Since it was rolled out in 2010, FATCA (Foreign Tax Compliance Act) has been a topic of controversy among financial institutions, US citizens abroad and foreign countries.  All of these parties are in some way affected by FATCA, its reporting requirements and the consequences imposed by the US government for non-compliance.  Although it was designed to identify potential US taxpayers who may be hiding assets abroad, its broad reach has gone far beyond that original purpose, and it is evolving into a global information network for financial data of all types.

The Burden Of FATCA on FFIs

At first, many foreign financial institutions (FFI) had no intention of complying with what seemed like overreaching by the IRS to hunt down supposed tax cheats.  But gradually it became clear that the US government intended to put enforcement mechanisms behind FATCA that would be difficult to ignore.  FFIs in turn complained to their governments and looked for some support to ease the administrative burden of providing exhaustive account information directly to the IRS.

One by one, foreign jurisdictions began to negotiate intergovernmental agreements (IGA) with the US on how FATCA would be handled.  There were two types of IGAs that emerged, Model 1 and Model 2.   The Model 2 agreement reflects the original FATCA method, requiring FFIs to register with the IRS and sign an agreement to report on US account holders directly to the US.  This is the type many FFIs objected to, and has led to the Model 1 IGA being formed.

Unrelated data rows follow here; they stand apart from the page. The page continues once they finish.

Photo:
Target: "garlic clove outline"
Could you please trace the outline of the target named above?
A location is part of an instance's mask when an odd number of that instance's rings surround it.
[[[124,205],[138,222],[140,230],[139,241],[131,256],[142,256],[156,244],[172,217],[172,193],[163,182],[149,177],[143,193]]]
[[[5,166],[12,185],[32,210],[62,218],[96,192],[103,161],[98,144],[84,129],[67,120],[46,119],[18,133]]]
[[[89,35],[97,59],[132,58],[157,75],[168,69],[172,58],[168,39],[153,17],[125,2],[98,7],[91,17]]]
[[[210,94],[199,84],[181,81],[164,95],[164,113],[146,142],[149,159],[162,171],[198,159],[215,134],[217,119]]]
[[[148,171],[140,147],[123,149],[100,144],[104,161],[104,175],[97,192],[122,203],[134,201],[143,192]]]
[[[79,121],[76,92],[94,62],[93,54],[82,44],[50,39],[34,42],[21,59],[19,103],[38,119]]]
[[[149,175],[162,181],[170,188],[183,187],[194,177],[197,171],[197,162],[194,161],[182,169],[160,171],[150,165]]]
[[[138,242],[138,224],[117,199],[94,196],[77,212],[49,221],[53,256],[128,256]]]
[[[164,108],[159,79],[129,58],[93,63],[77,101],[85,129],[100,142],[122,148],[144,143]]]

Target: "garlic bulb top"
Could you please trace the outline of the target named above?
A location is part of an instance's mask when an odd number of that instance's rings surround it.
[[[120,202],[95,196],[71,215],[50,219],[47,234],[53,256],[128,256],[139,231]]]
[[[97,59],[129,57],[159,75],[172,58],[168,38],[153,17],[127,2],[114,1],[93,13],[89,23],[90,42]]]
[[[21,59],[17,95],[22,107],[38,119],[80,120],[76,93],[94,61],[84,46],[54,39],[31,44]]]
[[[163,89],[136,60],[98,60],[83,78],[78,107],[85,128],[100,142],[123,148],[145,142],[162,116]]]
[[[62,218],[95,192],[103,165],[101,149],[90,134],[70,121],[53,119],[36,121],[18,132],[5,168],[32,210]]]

Model 1 IGAs and Development of a Global Tax Network

Model 1 is an IGA that allows FFIs to report the FATCA related information to their own government, who would in turn share it with the US.  An FFI that operates through its own government does not need to sign an FFI agreement with the IRS, although they must register.  It is a little hard to believe, but it is beginning to appear that the US government actually has the power to make every bank in the world register with this IRS program, or face financial isolation.

A distinctive element of the Model 1 IGA is that it is reciprocal.  In other words, the US also agrees to share information with the foreign government about account holdings in the US of that country’s citizens.  In effect, FATCA has created a global information network based on intergovernmental cooperation to identify potential tax evaders of any nationality.

Similar to international information sharing programs about criminals and terrorists, the Model 1 IGAs form the basis for identifying any account holder in the world, and sending that data back to their home country.  This would include those working abroad, investors, multi-national corporations or anyone who lives a ‘cross-border’ lifestyle or invests in other cultures.  Just as with airport security, thousands are scrutinized and inconvenienced to locate a suspicious few.   US citizens abroad already report being ‘locked out’ of many FFIs as a reaction to FATCA’s reporting mandates, and those same conditions could start to plague anyone trying to open a bank account outside of their home country.